Looking past 2019 brings us to 2020 where things won’t change much in the position group until the end of 2020 when Hampton and Sails bid farewell to the Bulls. Regardless, expect Evans to continue the momentum that he built up from the spring to be a steady contributor for the Bulls until his time (along with the other corners on the team) to shine arrives in 2021 when the starting CB positions are up for grabs.
Last, but not least, we have 5-11, 209 LB DB Leonard Parker out of Plant High School in Tampa, FL. According to 247, Parker was rated a three-star recruit out of high school, receiving offers from schools such as Indiana, Colorado State, Toledo, Middle Tennessee State, and Western Michigan to name a few.
As we step into the film room, it’s important to note that Parker was a do-it-all athlete for Plant High School during his time there, lining up at WR, DB, and RB. Not only was he a factor on both sides of the ball, but he also was a threat in the return game where he scored a few times as a returner as well.
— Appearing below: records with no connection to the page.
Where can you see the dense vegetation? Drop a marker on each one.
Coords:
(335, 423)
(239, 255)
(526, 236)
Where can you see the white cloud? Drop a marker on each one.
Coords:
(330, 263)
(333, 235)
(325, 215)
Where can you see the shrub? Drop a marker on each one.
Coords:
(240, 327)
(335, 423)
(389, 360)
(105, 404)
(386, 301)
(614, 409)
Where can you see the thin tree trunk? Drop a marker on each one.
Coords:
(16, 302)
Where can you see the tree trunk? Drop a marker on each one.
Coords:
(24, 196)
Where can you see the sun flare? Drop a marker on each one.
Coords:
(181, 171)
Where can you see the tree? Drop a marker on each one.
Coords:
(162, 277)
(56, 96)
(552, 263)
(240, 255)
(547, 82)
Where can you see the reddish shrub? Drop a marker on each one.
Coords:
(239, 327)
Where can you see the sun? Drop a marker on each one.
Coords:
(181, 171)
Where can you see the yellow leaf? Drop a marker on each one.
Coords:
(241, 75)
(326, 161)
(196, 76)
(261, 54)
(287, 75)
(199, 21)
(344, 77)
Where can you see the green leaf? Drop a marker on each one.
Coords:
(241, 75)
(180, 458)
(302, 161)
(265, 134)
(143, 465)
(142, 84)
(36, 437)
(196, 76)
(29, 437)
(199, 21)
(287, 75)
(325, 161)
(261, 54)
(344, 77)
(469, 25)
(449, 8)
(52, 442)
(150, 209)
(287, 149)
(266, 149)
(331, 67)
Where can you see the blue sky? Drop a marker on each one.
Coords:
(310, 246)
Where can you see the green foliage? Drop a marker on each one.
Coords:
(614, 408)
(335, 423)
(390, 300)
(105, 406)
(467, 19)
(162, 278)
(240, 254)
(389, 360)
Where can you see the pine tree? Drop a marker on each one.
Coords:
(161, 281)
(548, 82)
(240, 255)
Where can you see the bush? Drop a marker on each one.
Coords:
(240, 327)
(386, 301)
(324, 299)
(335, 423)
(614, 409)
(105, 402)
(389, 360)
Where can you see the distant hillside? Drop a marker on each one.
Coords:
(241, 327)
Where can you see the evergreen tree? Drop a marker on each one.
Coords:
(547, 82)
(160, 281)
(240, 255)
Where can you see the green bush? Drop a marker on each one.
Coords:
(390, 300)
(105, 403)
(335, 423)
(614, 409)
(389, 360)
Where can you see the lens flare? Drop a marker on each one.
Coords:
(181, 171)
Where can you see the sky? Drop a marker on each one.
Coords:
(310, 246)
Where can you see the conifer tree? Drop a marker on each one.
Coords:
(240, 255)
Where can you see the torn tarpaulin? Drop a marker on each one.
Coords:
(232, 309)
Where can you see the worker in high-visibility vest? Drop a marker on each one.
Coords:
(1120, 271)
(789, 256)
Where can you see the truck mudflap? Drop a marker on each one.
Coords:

Mind you, this is at a Plant program that continuously turns out D1 football players every year along with being a consistent threat in the playoffs every season. With the majority of his film spent on the other side of the ball, the handful of plays that I saw on defense showed me a willing tackler who has a nose for the football. I know that this has been a continuous theme throughout the article, but Parker shows the ability to be a in-the-box strong safety that could walk up to the front seven and help out in run support when the defense calls for it. Parker is a strong kid as demonstrated throughout the film on offense, something that will carry over well for him on the other side of the ball at the next level.
As for the 2019 season, I expect Parker to redshirt with the safety position being in good shape at this time. Parker could be a contributor on special teams this season, depending on the coaching staff choosing to redshirt Parker or not. Nevertheless, this will be a good year for him to really learn the safety position as a full-time member in the secondary instead of being a part-time member like he was in high school.
Looking past 2019 brings us to 2020 where the back end of the secondary won’t change a whole lot with Nick Roberts and Vincent Davis holding down the safety spots for the next few years. Devin Studstill will be moving on to greener pastures after this season, opening up the spot behind Roberts at SS next year. This opens the door for guys like Parker to insert themselves into the conversation as possible contributors at the strong safety position next season. As for now, enjoy the safety position for what it is and look out for the future Bulls who will roam the back end of the defense for years to come.